Soldaten vor dem Flughafen Paris Orly | Bildquelle: AFP

Angriff in Paris Ermittler vermuten terroristisches Motiv

Stand: 19.03.2017 11:03 Uhr

Nach einer Schießerei am Pariser Flughafen Orly ermittelt die Anti-Terror-Abteilung der Staatsanwaltschaft. Ein Mann hatte Soldaten angegriffen.
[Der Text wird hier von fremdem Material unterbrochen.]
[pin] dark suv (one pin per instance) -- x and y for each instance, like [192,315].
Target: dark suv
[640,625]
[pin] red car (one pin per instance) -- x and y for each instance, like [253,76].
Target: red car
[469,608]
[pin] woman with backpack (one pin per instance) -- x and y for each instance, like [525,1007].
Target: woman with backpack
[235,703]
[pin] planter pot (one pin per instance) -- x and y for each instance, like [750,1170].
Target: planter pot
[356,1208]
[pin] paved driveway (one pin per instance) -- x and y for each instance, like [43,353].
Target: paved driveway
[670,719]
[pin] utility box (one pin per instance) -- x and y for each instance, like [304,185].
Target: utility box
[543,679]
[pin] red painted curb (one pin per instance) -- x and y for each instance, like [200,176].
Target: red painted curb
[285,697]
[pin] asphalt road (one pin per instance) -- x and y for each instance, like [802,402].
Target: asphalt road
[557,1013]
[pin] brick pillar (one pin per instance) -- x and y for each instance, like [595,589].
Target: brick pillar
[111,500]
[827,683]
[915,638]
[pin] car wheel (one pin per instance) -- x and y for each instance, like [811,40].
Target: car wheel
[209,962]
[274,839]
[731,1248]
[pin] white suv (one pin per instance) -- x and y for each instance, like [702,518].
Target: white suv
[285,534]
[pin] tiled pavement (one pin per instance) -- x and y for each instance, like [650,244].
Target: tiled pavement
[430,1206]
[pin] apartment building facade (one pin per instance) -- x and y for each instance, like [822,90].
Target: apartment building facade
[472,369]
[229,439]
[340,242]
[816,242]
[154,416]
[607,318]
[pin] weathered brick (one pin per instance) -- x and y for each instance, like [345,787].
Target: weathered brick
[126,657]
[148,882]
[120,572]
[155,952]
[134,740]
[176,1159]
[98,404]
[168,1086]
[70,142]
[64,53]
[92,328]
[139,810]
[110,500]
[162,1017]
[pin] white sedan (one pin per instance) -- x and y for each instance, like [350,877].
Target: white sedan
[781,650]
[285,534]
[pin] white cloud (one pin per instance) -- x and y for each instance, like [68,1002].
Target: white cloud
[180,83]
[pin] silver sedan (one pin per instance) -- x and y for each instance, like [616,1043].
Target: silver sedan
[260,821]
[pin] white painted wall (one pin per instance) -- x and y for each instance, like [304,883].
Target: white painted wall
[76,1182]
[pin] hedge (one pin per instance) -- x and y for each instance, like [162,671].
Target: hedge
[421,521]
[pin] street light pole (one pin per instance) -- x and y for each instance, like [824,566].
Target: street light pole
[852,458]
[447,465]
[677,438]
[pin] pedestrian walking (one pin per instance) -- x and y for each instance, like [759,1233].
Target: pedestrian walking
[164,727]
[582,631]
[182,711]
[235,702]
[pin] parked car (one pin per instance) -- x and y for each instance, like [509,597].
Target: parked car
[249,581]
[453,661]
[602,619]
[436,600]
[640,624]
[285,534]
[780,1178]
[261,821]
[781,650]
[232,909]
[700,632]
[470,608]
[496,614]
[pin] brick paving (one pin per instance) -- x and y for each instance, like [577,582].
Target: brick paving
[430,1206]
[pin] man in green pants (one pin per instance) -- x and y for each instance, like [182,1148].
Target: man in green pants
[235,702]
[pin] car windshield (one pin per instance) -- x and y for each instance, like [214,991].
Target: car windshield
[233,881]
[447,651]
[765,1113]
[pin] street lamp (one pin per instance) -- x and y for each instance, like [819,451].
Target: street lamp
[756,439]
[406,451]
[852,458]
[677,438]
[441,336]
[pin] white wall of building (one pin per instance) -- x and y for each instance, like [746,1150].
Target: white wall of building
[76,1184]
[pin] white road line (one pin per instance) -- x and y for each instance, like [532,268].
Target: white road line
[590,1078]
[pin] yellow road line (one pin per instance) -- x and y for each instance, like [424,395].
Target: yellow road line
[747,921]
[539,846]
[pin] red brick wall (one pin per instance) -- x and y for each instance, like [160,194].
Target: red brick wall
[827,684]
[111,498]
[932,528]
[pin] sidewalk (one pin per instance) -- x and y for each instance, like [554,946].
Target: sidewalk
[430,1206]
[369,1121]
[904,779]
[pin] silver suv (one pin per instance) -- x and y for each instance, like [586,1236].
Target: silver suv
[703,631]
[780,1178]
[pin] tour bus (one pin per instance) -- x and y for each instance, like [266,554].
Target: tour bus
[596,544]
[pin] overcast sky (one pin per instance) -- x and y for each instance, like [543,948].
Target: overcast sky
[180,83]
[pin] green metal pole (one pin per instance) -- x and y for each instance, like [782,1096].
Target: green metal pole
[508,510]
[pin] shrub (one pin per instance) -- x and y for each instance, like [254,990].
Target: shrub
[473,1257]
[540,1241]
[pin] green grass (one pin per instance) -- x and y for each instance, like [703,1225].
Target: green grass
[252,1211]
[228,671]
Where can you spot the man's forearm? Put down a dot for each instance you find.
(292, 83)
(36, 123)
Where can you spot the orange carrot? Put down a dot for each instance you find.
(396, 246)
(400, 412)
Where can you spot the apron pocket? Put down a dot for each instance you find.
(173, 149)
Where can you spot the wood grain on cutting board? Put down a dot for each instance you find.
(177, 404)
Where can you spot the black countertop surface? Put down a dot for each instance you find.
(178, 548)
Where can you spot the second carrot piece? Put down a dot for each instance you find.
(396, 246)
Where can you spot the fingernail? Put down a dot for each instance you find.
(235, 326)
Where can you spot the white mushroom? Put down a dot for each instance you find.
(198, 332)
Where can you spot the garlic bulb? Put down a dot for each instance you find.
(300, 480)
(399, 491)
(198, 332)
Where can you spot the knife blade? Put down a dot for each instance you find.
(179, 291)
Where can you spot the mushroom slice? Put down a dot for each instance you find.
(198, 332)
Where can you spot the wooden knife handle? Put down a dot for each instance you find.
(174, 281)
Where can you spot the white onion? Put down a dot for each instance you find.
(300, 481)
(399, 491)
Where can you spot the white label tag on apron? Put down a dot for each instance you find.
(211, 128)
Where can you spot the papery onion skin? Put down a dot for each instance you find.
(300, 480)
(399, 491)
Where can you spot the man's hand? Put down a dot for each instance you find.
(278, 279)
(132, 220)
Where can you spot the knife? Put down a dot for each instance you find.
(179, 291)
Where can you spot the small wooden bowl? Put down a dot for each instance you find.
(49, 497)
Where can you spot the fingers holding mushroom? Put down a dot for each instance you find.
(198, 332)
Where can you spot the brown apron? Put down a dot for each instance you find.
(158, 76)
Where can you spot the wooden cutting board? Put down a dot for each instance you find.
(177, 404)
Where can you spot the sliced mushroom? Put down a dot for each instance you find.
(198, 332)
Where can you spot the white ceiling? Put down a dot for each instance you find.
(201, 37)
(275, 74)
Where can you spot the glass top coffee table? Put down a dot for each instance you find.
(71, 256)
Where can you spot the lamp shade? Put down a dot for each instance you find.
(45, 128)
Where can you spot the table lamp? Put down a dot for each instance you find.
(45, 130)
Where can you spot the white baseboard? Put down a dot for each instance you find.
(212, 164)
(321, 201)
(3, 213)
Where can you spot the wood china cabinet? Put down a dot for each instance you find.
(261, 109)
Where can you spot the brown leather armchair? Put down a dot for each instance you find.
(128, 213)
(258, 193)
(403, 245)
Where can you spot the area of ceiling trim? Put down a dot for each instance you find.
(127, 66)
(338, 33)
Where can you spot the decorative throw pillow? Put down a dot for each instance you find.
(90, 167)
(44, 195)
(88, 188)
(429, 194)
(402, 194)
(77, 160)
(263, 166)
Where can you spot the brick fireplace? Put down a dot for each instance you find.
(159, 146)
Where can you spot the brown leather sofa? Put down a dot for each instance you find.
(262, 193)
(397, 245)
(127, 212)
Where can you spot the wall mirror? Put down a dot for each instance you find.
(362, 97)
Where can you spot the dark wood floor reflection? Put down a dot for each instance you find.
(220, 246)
Bevor er erschossen wurde, soll er "Ich bin da, um für Allah zu sterben" gerufen haben.

Soldaten haben auf dem Pariser Flughafen Orly möglicherweise in letzter Minute einen dschihadistischen Terroranschlag verhindert. Die Ermittler haben erste Hinweise, dass der erschossene Angreifer ein Attentat plante. Der 39 Jahre alte Mann habe gerufen: "Ich bin da, um für Allah zu sterben".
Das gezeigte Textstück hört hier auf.